USA: Allison Hoffman on Moshe Safdie and the Institute of Peace on the Washington Mall
Allison Hoffman has written a fine article about the Israel-born and Canada-raised architect Moshe Safdie, his new project on the mall in Washington, and the difficulties of architecture in Israel today. I'm quoted, though I am no Safdie expert. Safdie is known for many dramatic (and some now iconic) exterior sculptural building forms. He certainly does have a talent for creative shaping of built form. However, as the new United States Institute of Peace seems (I have not seen it yet) to demonstrate, his other skills are about responding to context - when he must do so - and turning his eye inward.

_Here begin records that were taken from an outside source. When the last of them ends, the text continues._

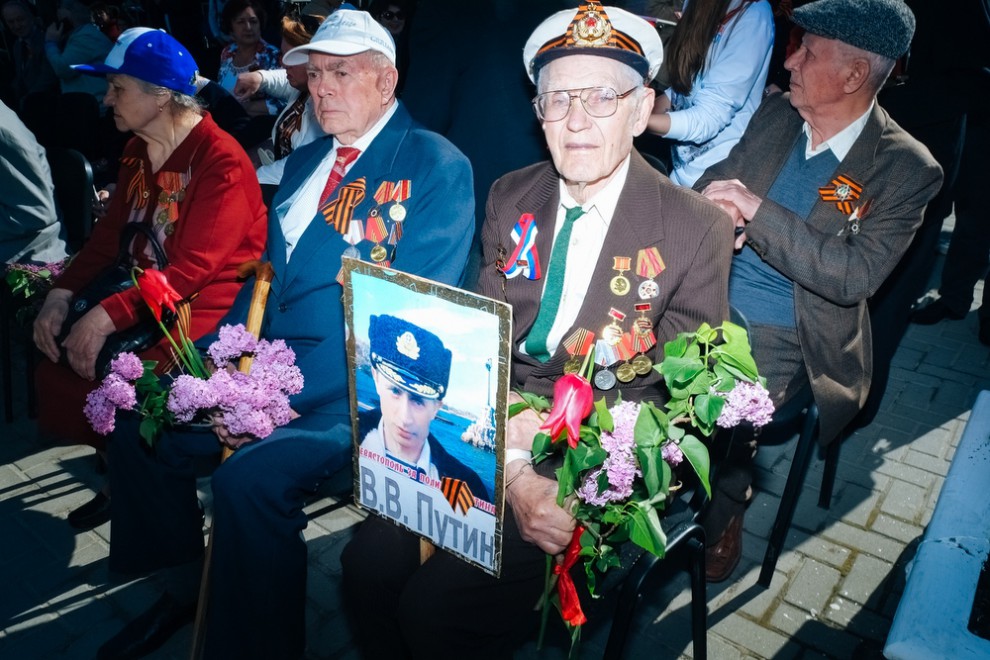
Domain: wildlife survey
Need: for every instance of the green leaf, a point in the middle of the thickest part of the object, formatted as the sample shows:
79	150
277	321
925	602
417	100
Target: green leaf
697	455
646	532
605	422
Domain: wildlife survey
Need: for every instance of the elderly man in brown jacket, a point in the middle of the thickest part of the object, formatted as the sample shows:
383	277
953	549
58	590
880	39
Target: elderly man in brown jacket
826	191
581	248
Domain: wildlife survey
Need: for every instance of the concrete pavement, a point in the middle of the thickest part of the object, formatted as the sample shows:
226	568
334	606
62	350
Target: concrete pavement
834	593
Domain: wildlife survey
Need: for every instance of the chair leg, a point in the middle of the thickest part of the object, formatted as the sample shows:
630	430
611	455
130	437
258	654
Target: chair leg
828	474
699	596
8	368
792	490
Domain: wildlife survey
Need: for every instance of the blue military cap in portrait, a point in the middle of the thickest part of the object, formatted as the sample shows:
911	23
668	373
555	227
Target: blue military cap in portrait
409	356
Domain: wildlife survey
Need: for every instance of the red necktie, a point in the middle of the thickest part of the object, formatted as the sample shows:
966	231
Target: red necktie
345	156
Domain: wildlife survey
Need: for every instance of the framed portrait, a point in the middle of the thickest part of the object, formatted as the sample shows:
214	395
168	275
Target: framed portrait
429	378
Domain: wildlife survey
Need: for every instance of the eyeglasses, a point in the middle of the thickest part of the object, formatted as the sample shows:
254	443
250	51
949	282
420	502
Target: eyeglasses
597	102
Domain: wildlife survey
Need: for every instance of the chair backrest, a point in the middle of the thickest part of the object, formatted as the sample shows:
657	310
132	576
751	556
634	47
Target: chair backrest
74	193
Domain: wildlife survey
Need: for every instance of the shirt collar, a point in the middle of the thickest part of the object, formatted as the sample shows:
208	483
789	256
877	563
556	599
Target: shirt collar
841	142
365	140
605	200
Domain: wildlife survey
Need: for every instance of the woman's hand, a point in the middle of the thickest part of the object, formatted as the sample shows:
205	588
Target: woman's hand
49	322
83	344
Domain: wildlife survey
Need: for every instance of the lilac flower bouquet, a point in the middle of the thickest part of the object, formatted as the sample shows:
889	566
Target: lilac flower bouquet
618	475
253	403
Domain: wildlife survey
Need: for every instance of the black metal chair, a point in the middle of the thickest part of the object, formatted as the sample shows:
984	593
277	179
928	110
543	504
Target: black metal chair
685	552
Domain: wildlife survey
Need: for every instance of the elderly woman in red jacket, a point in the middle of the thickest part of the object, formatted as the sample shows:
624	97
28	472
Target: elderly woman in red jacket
189	182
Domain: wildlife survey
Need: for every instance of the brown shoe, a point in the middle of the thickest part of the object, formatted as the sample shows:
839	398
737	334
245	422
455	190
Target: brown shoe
723	557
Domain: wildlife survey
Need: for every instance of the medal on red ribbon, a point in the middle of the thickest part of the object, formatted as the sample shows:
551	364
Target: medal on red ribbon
376	232
612	333
843	191
524	260
400	193
620	284
649	264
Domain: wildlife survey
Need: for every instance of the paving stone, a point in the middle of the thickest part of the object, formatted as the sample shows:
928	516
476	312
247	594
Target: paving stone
865	541
864	578
757	639
897	529
813	586
904	500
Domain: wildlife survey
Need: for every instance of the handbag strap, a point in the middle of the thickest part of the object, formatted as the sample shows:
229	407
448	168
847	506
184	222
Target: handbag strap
131	230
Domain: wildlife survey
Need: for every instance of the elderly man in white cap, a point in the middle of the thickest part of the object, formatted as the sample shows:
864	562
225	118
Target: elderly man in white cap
380	188
613	242
827	192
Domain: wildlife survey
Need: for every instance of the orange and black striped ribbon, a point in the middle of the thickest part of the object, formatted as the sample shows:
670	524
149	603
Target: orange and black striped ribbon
457	493
339	212
842	202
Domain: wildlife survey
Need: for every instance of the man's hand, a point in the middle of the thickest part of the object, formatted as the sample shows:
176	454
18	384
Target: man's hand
235	441
85	339
49	321
534	503
522	428
735	199
247	85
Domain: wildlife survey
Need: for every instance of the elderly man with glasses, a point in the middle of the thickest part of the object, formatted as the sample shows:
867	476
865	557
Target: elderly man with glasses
620	259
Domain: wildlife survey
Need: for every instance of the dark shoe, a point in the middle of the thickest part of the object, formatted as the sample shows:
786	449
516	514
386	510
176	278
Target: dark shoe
149	631
723	557
91	514
934	312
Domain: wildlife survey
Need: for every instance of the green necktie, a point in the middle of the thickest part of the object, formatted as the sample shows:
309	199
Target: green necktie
536	342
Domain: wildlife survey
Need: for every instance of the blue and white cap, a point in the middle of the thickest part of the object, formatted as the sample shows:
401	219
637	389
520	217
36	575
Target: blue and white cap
409	356
149	55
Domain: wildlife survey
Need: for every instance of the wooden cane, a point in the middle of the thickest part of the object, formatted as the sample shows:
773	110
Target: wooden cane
263	273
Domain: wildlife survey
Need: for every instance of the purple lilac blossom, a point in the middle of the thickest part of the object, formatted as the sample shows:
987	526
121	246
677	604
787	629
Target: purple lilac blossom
232	341
100	412
746	402
620	465
128	366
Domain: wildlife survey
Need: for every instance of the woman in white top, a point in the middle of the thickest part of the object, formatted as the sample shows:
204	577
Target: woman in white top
717	62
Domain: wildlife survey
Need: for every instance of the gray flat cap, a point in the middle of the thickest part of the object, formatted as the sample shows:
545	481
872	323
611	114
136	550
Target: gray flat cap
884	27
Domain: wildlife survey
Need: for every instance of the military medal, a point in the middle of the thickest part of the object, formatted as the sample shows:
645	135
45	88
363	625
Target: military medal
625	373
353	236
376	233
642	364
649	264
620	284
604	380
398	194
612	333
577	346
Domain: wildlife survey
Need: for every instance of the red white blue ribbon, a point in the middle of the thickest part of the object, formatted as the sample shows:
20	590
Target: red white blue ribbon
524	259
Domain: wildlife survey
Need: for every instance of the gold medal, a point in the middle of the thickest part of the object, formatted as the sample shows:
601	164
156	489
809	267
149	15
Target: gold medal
619	285
642	364
604	380
625	372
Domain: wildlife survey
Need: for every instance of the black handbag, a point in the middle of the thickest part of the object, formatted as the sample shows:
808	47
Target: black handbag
116	278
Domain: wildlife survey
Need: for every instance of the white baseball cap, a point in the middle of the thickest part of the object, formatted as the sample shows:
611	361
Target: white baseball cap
345	32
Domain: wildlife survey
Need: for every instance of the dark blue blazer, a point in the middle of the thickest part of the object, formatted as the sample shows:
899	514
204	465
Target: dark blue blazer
304	307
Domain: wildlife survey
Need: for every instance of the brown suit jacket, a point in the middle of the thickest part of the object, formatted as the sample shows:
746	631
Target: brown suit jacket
694	239
834	274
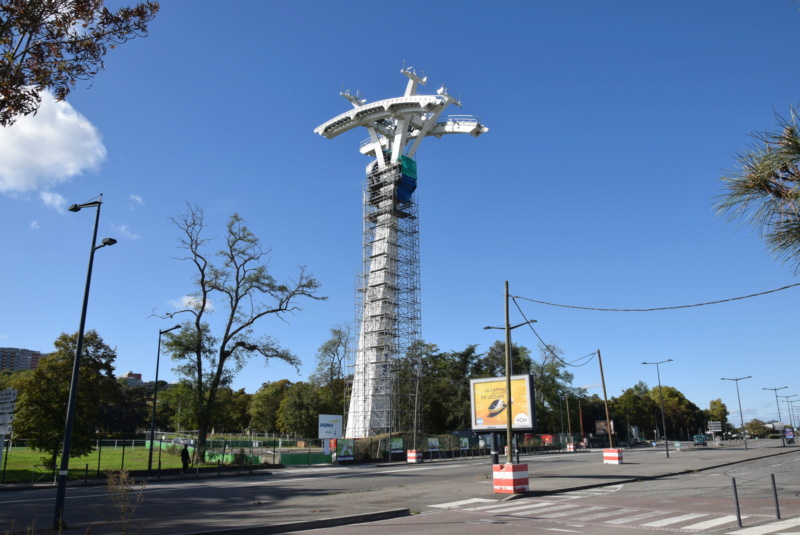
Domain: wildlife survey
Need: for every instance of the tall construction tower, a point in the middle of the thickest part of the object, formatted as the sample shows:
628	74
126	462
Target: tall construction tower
387	297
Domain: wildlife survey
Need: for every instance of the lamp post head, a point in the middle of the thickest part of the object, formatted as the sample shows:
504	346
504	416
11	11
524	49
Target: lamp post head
107	242
168	330
77	207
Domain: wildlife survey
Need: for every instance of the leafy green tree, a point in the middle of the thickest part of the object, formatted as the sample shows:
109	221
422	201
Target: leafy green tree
51	44
635	408
551	381
682	416
265	404
756	428
329	373
129	411
445	388
717	412
247	293
493	364
299	411
9	377
232	414
765	189
44	392
176	407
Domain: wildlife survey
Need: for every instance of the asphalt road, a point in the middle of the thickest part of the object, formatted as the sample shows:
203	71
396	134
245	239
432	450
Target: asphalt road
694	502
444	492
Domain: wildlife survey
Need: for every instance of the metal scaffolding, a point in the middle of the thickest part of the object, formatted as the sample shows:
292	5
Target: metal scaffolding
387	302
387	296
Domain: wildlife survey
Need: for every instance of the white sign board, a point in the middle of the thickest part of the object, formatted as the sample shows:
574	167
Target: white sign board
330	426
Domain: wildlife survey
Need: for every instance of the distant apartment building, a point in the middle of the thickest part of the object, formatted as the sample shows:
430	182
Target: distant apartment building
12	358
132	378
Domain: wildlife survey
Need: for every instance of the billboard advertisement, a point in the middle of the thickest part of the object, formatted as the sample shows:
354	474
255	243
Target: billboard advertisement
330	426
490	403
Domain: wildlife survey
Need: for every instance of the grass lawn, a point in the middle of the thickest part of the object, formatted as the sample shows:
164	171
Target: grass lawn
23	465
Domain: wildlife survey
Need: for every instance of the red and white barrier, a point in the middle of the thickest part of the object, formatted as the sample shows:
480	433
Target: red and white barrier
612	456
413	456
510	478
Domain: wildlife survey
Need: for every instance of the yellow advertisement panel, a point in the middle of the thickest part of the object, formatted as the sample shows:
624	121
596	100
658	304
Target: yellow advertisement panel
491	405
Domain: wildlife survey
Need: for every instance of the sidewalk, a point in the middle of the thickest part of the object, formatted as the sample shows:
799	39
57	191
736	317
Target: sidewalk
641	463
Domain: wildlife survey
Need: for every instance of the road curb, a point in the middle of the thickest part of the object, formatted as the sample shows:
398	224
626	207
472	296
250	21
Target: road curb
307	524
539	493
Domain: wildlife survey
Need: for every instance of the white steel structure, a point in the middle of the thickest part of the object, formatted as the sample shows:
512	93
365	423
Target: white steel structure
388	293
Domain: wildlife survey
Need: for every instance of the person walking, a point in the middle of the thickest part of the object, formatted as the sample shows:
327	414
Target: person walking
185	458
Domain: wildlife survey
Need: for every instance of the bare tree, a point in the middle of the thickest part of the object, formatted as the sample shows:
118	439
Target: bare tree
247	293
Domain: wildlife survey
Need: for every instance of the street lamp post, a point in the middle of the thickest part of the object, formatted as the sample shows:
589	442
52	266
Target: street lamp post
741	416
661	399
783	441
508	328
155	400
58	517
789	409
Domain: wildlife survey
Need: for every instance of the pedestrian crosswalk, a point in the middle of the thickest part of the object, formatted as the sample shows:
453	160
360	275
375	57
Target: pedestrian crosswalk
559	507
567	507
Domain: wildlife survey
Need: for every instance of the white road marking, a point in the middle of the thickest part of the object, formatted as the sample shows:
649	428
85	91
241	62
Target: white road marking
673	520
772	527
601	515
484	507
635	518
534	508
452	505
568	513
714	522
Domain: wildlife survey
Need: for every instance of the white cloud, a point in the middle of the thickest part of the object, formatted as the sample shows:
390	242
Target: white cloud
43	150
190	302
125	232
54	201
135	201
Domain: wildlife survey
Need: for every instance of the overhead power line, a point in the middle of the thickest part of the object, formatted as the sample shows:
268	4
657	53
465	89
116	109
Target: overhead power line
658	308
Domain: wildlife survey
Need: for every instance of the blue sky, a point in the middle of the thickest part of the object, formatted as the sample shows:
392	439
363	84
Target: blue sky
610	125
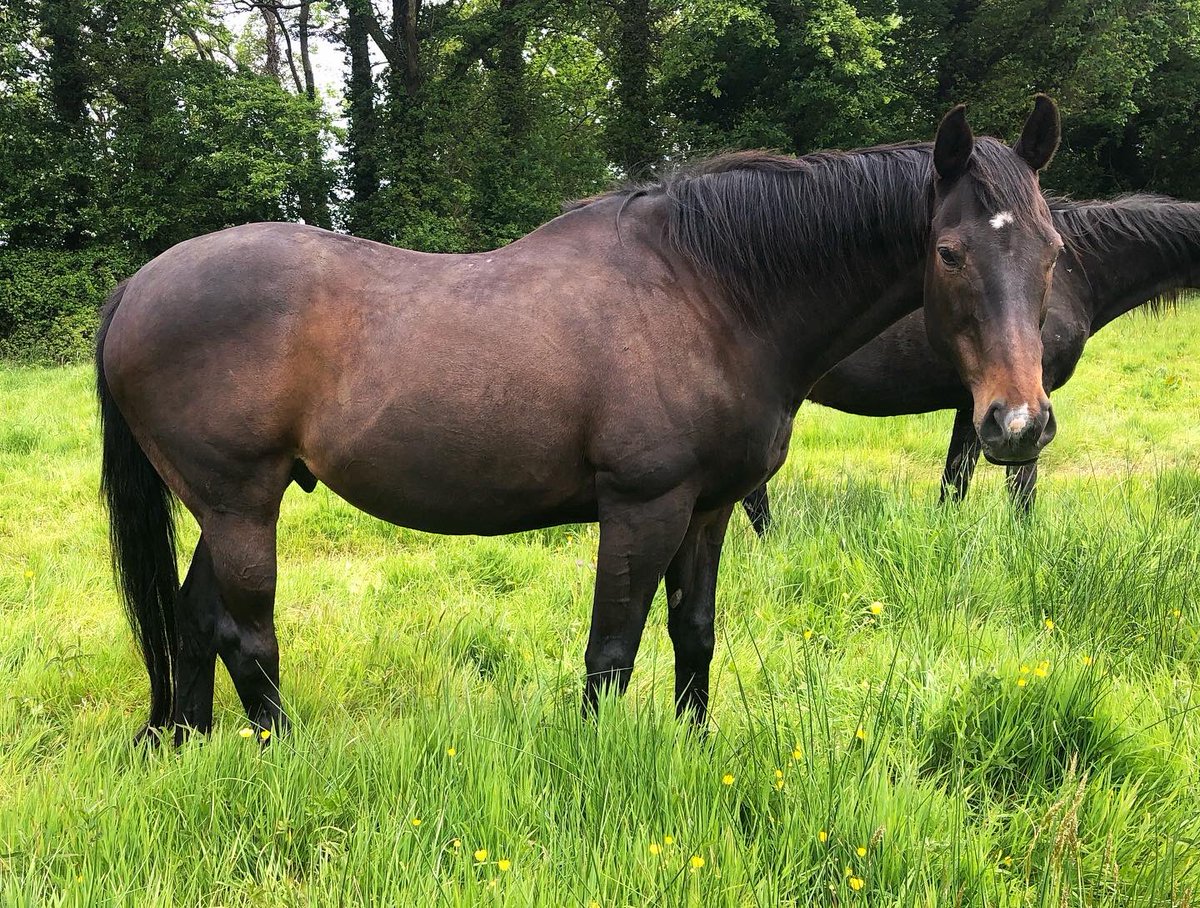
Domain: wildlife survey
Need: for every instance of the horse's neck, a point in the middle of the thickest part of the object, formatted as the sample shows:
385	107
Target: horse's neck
861	314
1126	271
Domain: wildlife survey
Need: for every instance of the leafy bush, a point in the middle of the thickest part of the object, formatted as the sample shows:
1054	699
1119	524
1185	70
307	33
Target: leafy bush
51	299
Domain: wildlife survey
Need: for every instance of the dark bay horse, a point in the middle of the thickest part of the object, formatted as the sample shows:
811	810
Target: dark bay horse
595	370
1125	253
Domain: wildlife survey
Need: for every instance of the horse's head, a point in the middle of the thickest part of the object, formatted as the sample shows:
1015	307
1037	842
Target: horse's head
991	253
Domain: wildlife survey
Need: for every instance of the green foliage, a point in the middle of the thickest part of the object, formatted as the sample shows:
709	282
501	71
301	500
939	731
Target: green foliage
967	788
49	300
467	125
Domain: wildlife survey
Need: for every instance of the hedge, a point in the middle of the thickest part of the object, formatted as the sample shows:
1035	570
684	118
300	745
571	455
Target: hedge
51	300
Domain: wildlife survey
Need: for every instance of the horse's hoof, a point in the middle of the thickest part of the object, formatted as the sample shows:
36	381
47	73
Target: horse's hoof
149	737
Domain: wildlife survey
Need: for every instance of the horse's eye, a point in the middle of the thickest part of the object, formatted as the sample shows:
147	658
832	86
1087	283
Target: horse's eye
949	258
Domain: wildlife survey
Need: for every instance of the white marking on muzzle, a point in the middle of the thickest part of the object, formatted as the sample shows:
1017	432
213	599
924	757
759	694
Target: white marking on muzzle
1018	419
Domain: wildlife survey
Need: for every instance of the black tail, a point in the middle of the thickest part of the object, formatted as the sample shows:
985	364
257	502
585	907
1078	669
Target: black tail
142	529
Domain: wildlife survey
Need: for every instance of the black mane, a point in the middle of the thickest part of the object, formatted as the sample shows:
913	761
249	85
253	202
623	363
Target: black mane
1168	227
761	224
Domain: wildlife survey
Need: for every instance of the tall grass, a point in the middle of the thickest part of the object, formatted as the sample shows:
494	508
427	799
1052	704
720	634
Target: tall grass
912	704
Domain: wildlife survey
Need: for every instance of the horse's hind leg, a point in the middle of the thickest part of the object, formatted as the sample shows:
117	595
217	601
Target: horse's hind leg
961	457
691	608
243	551
197	613
757	507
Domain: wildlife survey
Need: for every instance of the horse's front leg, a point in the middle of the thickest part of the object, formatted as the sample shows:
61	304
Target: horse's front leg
637	541
691	608
961	457
1023	486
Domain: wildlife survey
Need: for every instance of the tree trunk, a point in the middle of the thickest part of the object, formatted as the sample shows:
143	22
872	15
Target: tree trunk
63	23
310	85
631	138
361	136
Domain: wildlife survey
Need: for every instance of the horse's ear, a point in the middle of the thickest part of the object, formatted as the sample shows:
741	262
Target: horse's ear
954	144
1039	138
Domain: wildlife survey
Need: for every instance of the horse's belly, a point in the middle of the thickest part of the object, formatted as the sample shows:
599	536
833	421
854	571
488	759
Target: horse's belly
456	488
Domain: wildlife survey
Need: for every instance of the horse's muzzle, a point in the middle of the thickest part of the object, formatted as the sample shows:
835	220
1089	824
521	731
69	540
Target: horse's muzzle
1013	436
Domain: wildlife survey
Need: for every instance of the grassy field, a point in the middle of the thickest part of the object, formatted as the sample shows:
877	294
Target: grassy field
1017	726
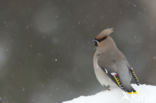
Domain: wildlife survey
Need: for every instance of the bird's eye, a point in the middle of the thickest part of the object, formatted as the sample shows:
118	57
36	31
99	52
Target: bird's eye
96	43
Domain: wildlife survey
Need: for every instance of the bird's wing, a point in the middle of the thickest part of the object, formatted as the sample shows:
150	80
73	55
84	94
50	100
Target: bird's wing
134	75
115	78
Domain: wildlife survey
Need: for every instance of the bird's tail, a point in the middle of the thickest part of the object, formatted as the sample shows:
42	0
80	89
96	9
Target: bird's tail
115	78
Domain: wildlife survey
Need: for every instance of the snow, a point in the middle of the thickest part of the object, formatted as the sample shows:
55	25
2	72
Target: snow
146	94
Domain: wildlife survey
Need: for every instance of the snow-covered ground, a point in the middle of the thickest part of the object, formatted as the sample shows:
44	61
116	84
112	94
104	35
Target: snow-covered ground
146	94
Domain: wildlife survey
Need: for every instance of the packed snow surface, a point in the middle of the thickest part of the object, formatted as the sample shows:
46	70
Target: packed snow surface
146	94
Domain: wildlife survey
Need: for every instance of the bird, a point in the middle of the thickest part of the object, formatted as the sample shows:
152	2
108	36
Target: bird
111	67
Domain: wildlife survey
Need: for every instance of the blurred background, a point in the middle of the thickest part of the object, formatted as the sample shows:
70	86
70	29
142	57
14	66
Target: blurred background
46	47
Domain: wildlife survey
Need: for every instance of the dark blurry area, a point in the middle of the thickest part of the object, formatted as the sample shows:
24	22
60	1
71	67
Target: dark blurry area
46	46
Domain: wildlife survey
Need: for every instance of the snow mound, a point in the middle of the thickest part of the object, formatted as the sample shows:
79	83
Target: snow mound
146	94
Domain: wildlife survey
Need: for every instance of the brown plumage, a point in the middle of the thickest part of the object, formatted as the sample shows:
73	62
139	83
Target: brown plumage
110	63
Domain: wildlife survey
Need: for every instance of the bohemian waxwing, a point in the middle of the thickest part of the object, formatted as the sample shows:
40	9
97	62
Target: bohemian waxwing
110	65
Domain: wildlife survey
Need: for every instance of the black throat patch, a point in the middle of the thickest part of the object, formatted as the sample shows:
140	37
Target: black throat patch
102	39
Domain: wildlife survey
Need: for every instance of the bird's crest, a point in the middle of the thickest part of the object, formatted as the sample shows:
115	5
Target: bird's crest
104	33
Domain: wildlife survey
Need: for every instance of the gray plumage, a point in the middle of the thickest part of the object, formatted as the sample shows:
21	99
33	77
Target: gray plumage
108	56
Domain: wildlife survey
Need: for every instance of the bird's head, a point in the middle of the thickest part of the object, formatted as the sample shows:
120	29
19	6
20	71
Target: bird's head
102	36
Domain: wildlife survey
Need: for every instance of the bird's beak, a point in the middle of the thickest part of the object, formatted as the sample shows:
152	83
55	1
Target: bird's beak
97	43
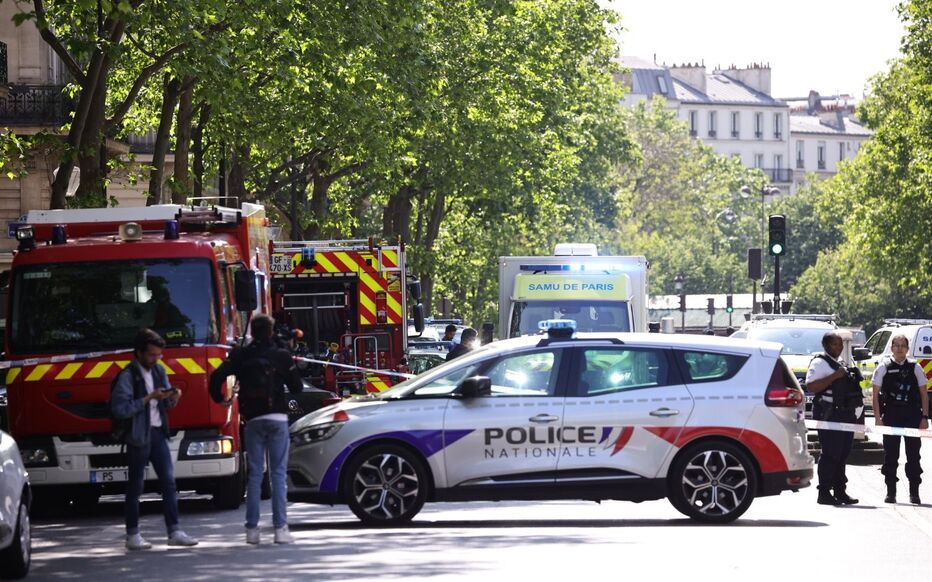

With his U.S. Institute for Peace set to open in Washington, Israeli-born Moshe Safdie takes his place among the world’s leading architects
When tourists visit Israel, they are, more often than not, following an itinerary designed by the architect Moshe Safdie. From the grand sloping entrance hall at Ben Gurion airport—lined in golden limestone—to the sweeping vistas at Yad Vashem or the tony shops and cafes in the new Mamilla mall just outside the Old City of Jerusalem, Safdie has been singularly responsible for shaping his native country’s modern landmarks. In Canada, where he lived as a teenager, Safdie is famous as the designer of Habitat, a beehive-like housing complex in Montreal that landed him on the cover of Newsweek in 1971—and, with his shock of white hair and bushy mustache, remains so easily recognizable that customs officers sometimes greet him by name. But in the United States, where Safdie has made his home and career for the past three decades, he remains almost unknown, overshadowed by superstars like Frank Gehry, Daniel Libeskind, and Richard Meier.
Now, though, Safdie is going where his competitors have not: the National Mall in Washington, D.C., where construction is nearly complete on the $186 million headquarters Safdie designed for the United States Institute of Peace. The building, which is next door to the State Department, anchors the far western end of Constitution Avenue opposite the Lincoln Memorial—an unusually prominent site, carved out of a former Navy parking lot, that finally gives Safdie a unique opportunity to leave his mark at the symbolic center of his adopted country. “I have three passports and three citizenships, and feel very much part of all three places,” Safdie said. “But it’s evolved so that the architect of the peace institute is an Israeli. That tickles me nicely.”